If you think you’ll be walking any distance in your cycling shoes look for a shoe/pedal system where the cleat is recessed in the sole. This allows you to walk (almost) normally. Most mountain bike cycling shoes allow this while some road specific shoes with smooth plastic soles and large cleats are nearly impossible to walk in. This is why road cyclists always park their bikes as close to the café as possible – they don’t want people mistaking them for brightly coloured ducks as they waddle towards their latte.
4. Different pedals require different cleats
Make sure your buy a shoe that is compatible with the pedal system and cleats you want to use. Some cleats are not compatible with some shoes (ask about the drill pattern of the shoes and whether they will allow you to use the pedals and cleats you want to use).
Styles and prices
There are a wide variety of cycling shoes available from casual street wear styles to brightly coloured road riding shoes. Velcro straps instead of laces are a good feature as they allow you to tighten or loosen the fit of the shoes without getting off the bike.

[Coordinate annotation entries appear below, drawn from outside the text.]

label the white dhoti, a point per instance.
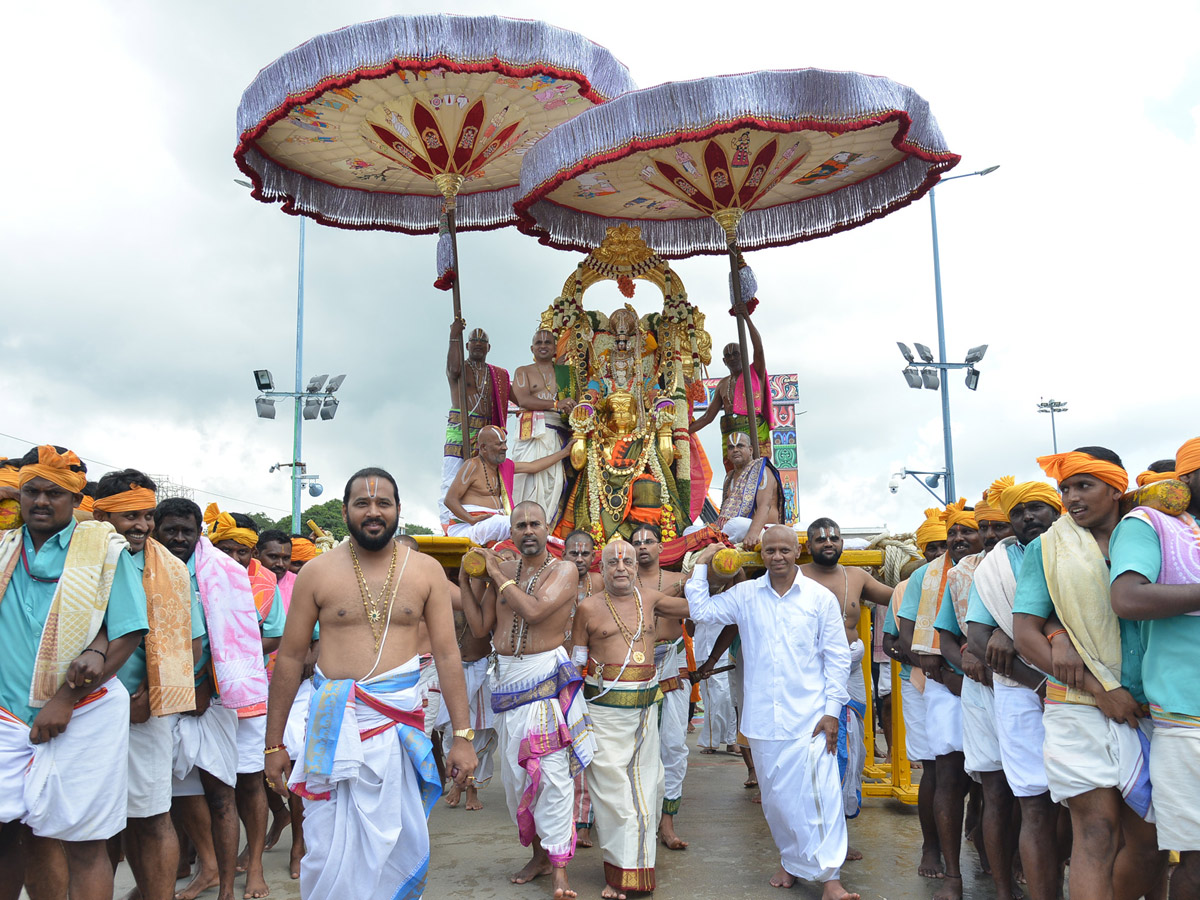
(151, 754)
(625, 777)
(943, 719)
(802, 801)
(912, 702)
(672, 723)
(205, 742)
(1175, 769)
(545, 737)
(981, 743)
(486, 531)
(251, 744)
(483, 719)
(1019, 719)
(544, 487)
(369, 781)
(73, 787)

Prices for shoes range from $120 - $400. Your pay more for lighter and stiffer soled shoes.
Prices for pedals range from $60 - $500. You pay more for lighter pedals and easier/more reliable cleat engagement.

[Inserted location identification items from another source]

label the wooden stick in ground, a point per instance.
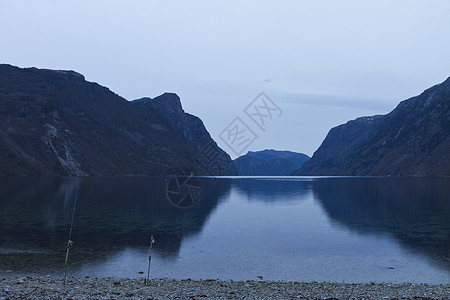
(150, 257)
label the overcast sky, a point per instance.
(322, 62)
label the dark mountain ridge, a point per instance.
(57, 123)
(269, 163)
(411, 140)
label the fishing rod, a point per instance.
(69, 241)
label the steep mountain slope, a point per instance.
(57, 123)
(412, 140)
(269, 163)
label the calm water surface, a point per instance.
(304, 229)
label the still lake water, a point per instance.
(296, 228)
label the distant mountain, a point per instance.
(57, 123)
(412, 140)
(269, 163)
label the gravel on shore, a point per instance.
(110, 288)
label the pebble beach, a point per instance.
(110, 288)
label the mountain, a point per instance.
(269, 163)
(412, 140)
(57, 123)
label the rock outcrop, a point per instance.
(269, 163)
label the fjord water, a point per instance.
(299, 229)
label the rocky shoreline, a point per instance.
(110, 288)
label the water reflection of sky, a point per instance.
(297, 229)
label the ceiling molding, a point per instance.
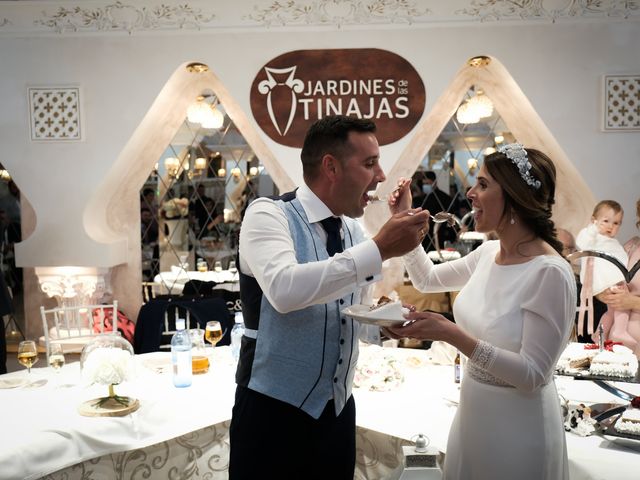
(108, 17)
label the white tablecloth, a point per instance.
(43, 433)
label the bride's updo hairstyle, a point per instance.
(529, 191)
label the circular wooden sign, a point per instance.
(296, 89)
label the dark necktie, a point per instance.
(332, 226)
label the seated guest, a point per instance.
(599, 308)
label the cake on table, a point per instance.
(579, 421)
(629, 422)
(620, 361)
(387, 308)
(575, 358)
(615, 360)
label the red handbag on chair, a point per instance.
(125, 326)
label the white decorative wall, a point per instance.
(120, 56)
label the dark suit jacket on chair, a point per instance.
(150, 324)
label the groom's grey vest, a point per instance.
(305, 357)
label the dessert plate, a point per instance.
(364, 314)
(12, 382)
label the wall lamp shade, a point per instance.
(200, 163)
(172, 165)
(477, 107)
(197, 112)
(214, 119)
(466, 114)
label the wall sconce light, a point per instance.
(482, 104)
(489, 151)
(472, 165)
(235, 172)
(197, 112)
(172, 166)
(214, 119)
(473, 109)
(466, 115)
(205, 113)
(200, 163)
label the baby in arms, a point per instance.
(600, 274)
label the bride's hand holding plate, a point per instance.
(423, 326)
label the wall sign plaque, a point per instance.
(297, 88)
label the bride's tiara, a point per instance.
(518, 155)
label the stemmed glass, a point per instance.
(27, 354)
(213, 332)
(56, 357)
(232, 266)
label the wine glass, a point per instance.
(213, 332)
(56, 357)
(27, 354)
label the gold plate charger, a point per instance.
(364, 314)
(13, 382)
(109, 408)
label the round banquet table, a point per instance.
(185, 431)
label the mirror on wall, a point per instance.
(451, 165)
(193, 202)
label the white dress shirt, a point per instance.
(267, 253)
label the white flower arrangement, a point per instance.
(377, 372)
(108, 366)
(176, 208)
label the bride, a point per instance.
(513, 318)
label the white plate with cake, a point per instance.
(383, 314)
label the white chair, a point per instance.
(150, 290)
(74, 327)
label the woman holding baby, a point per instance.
(628, 300)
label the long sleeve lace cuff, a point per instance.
(481, 360)
(483, 355)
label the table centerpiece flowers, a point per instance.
(108, 360)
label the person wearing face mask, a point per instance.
(514, 315)
(436, 200)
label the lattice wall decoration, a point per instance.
(55, 113)
(622, 103)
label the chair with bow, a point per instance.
(74, 327)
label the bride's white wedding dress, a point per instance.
(509, 423)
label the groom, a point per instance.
(303, 258)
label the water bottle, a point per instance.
(236, 335)
(457, 368)
(181, 355)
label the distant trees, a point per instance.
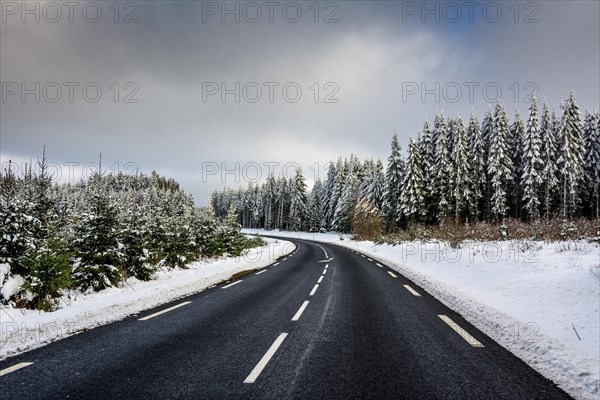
(92, 234)
(546, 167)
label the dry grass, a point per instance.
(454, 233)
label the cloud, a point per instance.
(364, 61)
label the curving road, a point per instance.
(364, 332)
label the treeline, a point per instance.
(545, 167)
(95, 233)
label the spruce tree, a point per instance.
(413, 193)
(500, 165)
(97, 246)
(477, 166)
(462, 196)
(515, 147)
(549, 156)
(531, 179)
(298, 198)
(571, 158)
(592, 162)
(443, 170)
(394, 177)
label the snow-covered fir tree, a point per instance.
(427, 150)
(591, 131)
(549, 156)
(394, 176)
(443, 170)
(500, 166)
(571, 158)
(413, 192)
(462, 196)
(531, 178)
(298, 199)
(515, 148)
(477, 166)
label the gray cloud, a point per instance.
(369, 54)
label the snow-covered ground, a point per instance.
(22, 330)
(539, 300)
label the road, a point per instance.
(365, 332)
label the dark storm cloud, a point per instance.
(368, 57)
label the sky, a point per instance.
(220, 94)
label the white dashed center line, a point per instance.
(300, 311)
(15, 367)
(164, 311)
(413, 291)
(464, 334)
(265, 360)
(232, 283)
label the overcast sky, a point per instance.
(362, 68)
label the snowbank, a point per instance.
(22, 330)
(539, 300)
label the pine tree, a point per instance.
(500, 165)
(97, 247)
(549, 156)
(571, 158)
(366, 221)
(413, 193)
(477, 166)
(515, 148)
(336, 194)
(427, 150)
(592, 162)
(315, 218)
(347, 201)
(298, 199)
(487, 132)
(394, 177)
(49, 270)
(531, 179)
(443, 170)
(269, 202)
(460, 182)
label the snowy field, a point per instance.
(539, 300)
(22, 330)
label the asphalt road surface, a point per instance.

Shoes - Info sheet (Pdf 17 KB)
Ride On Recommends: Road Cycling Shoes
Specialized BG Comp
Weight: 330g (size 43)
Colours: White or black with red trim
Rated five out of five
The you-get-what-you-pay-for adage applies here, as almost every aspect of this shoe is an improvement on the less expensive test shoes. It looks great, is well made (has a real leather upper) and the low-profile buckle-adjuster combines with the one-piece straps to minimise the shoe’s bulk. All three straps are looped directly onto the upper (not stitched on), the sole has two drainage holes and the upper has six very effective ventilation panels; you can really feel the airflow over your toes. The upper is unlikely to be scuffed because of the substantial heel and toe protectors. (You don’t want to scuff these good looking and very stiff (carbon and fibreglass sole) shoes). The buckle and gripper are replaceable and there is a reflective panel on the heel. Specialized offers three different sole inserts to ensure knees and legs are properly aligned. These shoes are really comfortable and I loved riding in them because they fitted like a glove.